I couldn’t think of any other Geordie who’d hit the spot so I left it to the PR team to find the model and decided instead to concentrate on the script.

Apparently all women want bouncy hair, and lots of it. It has to be manageable, controllable and always shiny and well brushed, like a well groomed hound. The average women spends hundreds of pounds on hair care products each year and a bad hair day can drive a woman to the brink of suicide. But then women are naturally a little mad.

I had a friend at university who was fairly successful at seducing luscious looking girls. (I was fairly unsuccessful at seducing full stop, but that’s another story).

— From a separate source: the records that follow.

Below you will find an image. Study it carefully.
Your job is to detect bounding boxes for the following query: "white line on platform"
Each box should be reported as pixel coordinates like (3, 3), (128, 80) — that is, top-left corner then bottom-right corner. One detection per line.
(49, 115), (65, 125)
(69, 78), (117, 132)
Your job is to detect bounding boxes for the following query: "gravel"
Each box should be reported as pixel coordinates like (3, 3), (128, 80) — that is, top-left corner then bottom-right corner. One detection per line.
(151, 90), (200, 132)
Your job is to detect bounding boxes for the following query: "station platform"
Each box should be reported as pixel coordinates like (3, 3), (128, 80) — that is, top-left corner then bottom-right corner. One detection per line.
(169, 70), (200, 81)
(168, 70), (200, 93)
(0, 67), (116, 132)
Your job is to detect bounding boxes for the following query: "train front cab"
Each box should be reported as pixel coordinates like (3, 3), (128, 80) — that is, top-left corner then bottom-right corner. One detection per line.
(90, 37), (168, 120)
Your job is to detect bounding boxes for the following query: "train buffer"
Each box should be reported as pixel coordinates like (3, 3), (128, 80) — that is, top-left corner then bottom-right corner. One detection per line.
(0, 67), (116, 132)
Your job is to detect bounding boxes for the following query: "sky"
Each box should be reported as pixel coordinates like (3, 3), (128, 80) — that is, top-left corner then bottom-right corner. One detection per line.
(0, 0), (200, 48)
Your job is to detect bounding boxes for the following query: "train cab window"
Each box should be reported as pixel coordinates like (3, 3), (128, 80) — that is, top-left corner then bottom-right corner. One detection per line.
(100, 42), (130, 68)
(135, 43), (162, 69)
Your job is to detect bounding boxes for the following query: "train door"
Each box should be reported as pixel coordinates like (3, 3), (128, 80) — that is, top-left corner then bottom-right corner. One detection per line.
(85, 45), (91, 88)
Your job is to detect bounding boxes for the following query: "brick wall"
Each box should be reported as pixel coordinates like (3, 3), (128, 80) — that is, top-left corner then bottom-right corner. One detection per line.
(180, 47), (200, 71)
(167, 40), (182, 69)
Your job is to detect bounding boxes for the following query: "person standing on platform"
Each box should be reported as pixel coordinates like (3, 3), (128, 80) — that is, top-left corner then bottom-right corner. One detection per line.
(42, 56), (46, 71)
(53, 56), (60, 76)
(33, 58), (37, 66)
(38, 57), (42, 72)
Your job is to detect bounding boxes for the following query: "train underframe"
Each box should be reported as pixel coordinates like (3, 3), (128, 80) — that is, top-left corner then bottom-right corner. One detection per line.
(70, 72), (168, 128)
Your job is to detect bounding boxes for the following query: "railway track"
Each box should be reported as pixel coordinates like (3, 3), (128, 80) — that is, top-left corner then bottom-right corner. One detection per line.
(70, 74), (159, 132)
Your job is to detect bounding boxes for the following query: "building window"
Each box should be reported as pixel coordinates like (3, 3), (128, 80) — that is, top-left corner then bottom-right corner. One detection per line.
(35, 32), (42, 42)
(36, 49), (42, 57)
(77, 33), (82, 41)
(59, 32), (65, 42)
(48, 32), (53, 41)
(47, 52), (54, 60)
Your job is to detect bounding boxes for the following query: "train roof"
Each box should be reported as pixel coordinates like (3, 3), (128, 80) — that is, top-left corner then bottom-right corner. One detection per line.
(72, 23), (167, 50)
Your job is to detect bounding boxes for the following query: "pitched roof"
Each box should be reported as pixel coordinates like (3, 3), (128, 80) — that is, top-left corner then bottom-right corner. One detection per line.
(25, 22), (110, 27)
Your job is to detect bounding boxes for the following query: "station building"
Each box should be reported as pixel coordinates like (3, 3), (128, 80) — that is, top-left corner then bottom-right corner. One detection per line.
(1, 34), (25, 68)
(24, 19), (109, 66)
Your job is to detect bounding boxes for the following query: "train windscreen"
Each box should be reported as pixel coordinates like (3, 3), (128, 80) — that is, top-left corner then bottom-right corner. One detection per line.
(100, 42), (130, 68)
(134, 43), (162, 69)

He’d often spend Sunday mornings sharing intimate tales of his latest liaisons, many of which made my heart almost stop with jealousy. My favourite was how Linda would wrap her waist length hair six times around his (and I say this quietly) manhood. Whether this was true or not, I don’t know, but the very thought was enough to bring on a spontaneous orgasm (which granted, when one is 19, is not difficult). Ever since then, I’ve harboured an interest in women with lovely flicky locks.

I wondered (albeit briefly) whether an advertisement where a woman wrapped her hair around a phallus shaped object would work. A bit like those old Cadbury flake ads, if truth be told, but apparently women don’t go for that sort of thing.

“The market is female,” groaned Val when I made what was clearly yet another duff suggestion. “How many blokes do you know who buy shampoo for their wives?”

I haven’t got very far with the campaign. I wonder what happened to Linda.